# Outback bbq gas



## simplylind (Mar 2, 2017)

We have brought our Outback BBQ out to the Algarve with us but we are having trouble finding a gas cylinder for it. The only place we have found so far is a Repsol garage but they need us to bring an empty cylinder to swap for a new one. I believe we need a GPL one and it seems that this is the equivalent to the LP gas one we left in the UK. We are near Tavira. Any suggestions would be gratefully received. Thanks x


----------



## MrBife (Jul 26, 2009)

You can use any regular GPL Gas Cylinder but the first one you will need to pay a deposit on if you haven't got any empty one to return. (From memory its the same cost again as a refill so about €25 if you keep the receipt then you can return it for a refund whenever you want). You can also change from Repsol to BP or to Galp by taking the old Repsol gas bottle back to any provider - they will be pleased to swap for their brand and may even give you a free regulator !) 

The pressure regulator connections all vary between the different brands so if you decide that Repsol is the easiest to source then you will need to buy a Repsol regulator and connect it to the flexible gas pipe with a jubilee clip - a direct replacement for the original UK one.

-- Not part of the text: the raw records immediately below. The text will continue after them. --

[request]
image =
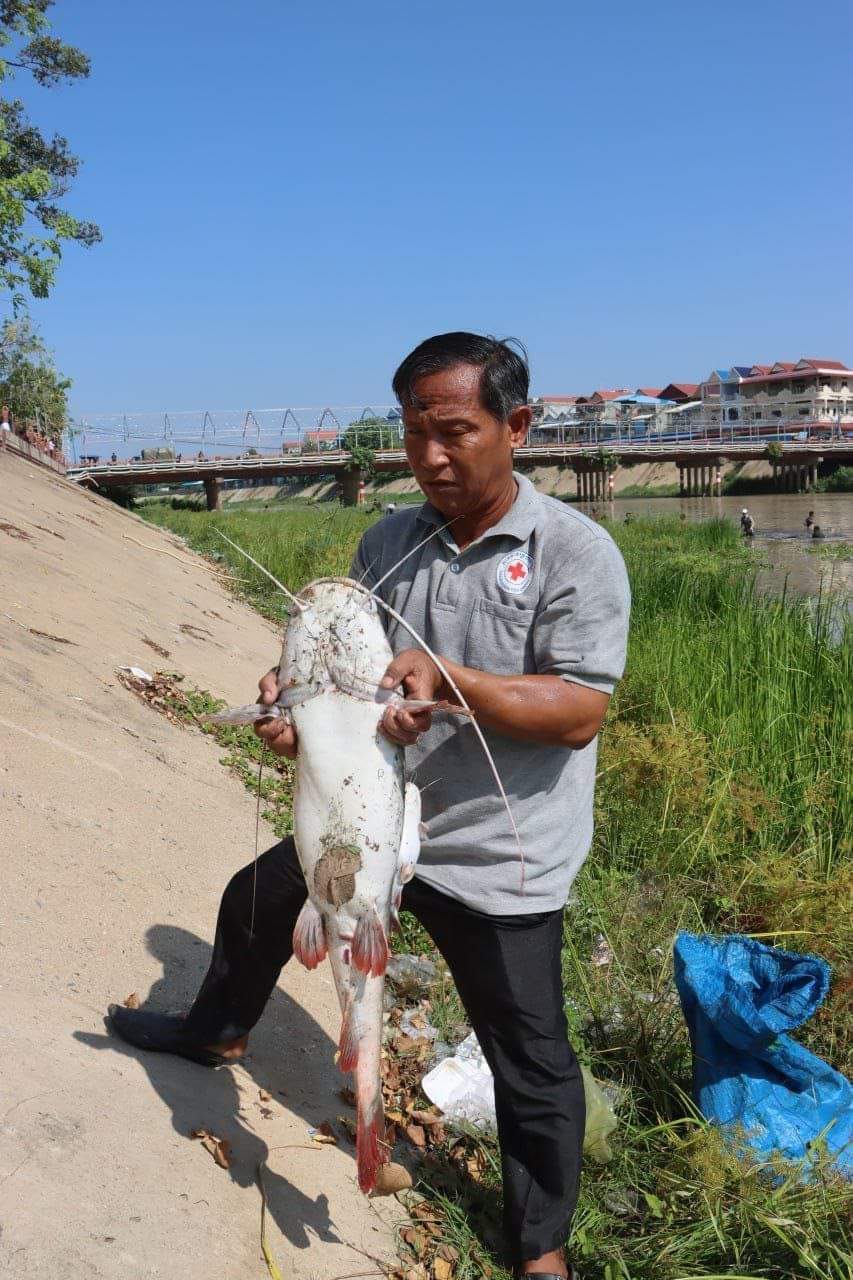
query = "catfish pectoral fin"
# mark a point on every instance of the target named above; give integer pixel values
(370, 945)
(309, 936)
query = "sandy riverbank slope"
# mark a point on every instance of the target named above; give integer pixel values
(118, 833)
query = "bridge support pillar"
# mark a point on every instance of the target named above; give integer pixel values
(213, 493)
(350, 487)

Personally for a BBQ I favour the Puma gas bottles from Galp - they are made of plastic and are a lot lighter to move


----------



## simplylind (Mar 2, 2017)

Thanks. Any idea where we can get an original from as so far we have been asked to bring in an empty bottle, which we don't have? Is it just going to be a case of visiting other Galp garages?


----------



## siobhanwf (Mar 20, 2009)

simplylind said:


> Thanks. Any idea where we can get an original from as so far we have been asked to bring in an empty bottle, which we don't have? Is it just going to be a case of visiting other Galp garages?


Both CONTINENTE and PINGU DOCE sell gas cylinders both refills and new. all you have to do is a little bit of paperwork they will supply you with and pay a deposit for the new cylinder. Oh and you may also need a new regulator

we use BUTANE but propane is just as good with our outback BBQ. With GALP it is in a blue cylinder. The regulator is about 10€.

The cylinder is easy finding the regulator you might need to find a shop that supplied gas bottle as they will have the regulators in stock

there is a list here... 
http://www.tiendeo.pt/Lojas/tavira/galp


----------